Core contributor to NEWTRENDS (energy demand modeling), REFLEX (energy system flexibility analysis), and sEEnergies (energy efficiency quantification).
TEP ENERGY GMBH
Swiss energy modeling SME specializing in demand forecasting, heating strategies, and socio-technical transition scenarios across buildings, transport, and industry.
Their core work
TEP Energy is a Swiss private consultancy specialized in energy systems modeling, demand forecasting, and scenario analysis for policy and planning purposes. They build quantitative models that project how energy demand evolves across sectors — households, transport, industry, and tertiary buildings — under different policy and technology assumptions. Their work supports national and European energy strategy by translating complex socio-technical trends (digitalisation, prosumer behavior, circular economy) into actionable demand scenarios. They contribute analytical depth to large EU research consortia focused on heating/cooling roadmaps and energy efficiency pathways.
What they specialise in
Participated in HRE (Heat Roadmap Europe) focused on district heating/cooling strategies, and sEEnergies which quantifies synergies in energy efficiency.
NEWTRENDS explicitly addresses prosuming, digitalisation, shared economy, and circular economy as drivers reshaping energy demand patterns.
REFLEX and NEWTRENDS both involve scenario-based analysis spanning households, transport, industry, and tertiary sectors.
How they've shifted over time
TEP Energy's early H2020 work (2016–2019) focused on established infrastructure topics — district heating and cooling networks and national heating strategies through HRE and REFLEX. By 2019–2023, their focus shifted decisively toward understanding new demand-side dynamics: digitalisation, prosumer behavior, circular and shared economy models, and how these societal trends reshape energy consumption.
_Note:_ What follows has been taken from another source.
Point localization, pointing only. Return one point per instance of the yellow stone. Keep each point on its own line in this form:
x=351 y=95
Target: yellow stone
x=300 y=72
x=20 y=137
This evolution reflects a move from supply-side infrastructure planning to demand-side behavioral and systemic modeling.
TEP Energy is moving toward modeling how societal megatrends (digitalisation, circular economy, prosumer behavior) transform energy demand — a capability increasingly needed as energy planning shifts from infrastructure-centric to behavior-centric approaches.
How they like to work
TEP Energy operates exclusively as a consortium participant, never as coordinator, suggesting they provide specialized analytical contributions rather than project management. With 30 unique partners across 12 countries from just 4 projects, they work in relatively large consortia (averaging ~10 partners per project). This pattern indicates a specialist contributor comfortable embedded in broad, multi-country research teams where their modeling expertise complements partners handling policy, engineering, or field work.
Despite only 4 projects, TEP Energy has built a broad network of 30 partners across 12 countries, reflecting their participation in large pan-European energy research consortia. Their Swiss base positions them as a non-EU partner contributing cross-border analytical expertise.
What sets them apart
TEP Energy occupies a niche as a Swiss SME that bridges quantitative energy modeling with socio-economic trend analysis — combining hard numbers with soft drivers like consumer behavior and digitalisation. Their consistent focus on demand-side modeling across multiple sectors (buildings, transport, industry) makes them a valuable partner for any consortium needing credible energy demand scenarios. Being Swiss-based and an SME, they offer independent analytical capacity outside the large national research institutes that dominate this space.
Highlights from their portfolio
- NEWTRENDSTheir largest funded project (EUR 238,712) and most thematically ambitious — modeling how digitalisation, prosuming, and circular economy reshape energy demand across all sectors.
- HREHeat Roadmap Europe is a flagship EU initiative that directly informed national heating and cooling strategies across member states — high policy impact.
- sEEnergiesBridges energy efficiency and renewables integration, quantifying synergies that are central to the EU's Energy Efficiency First principle.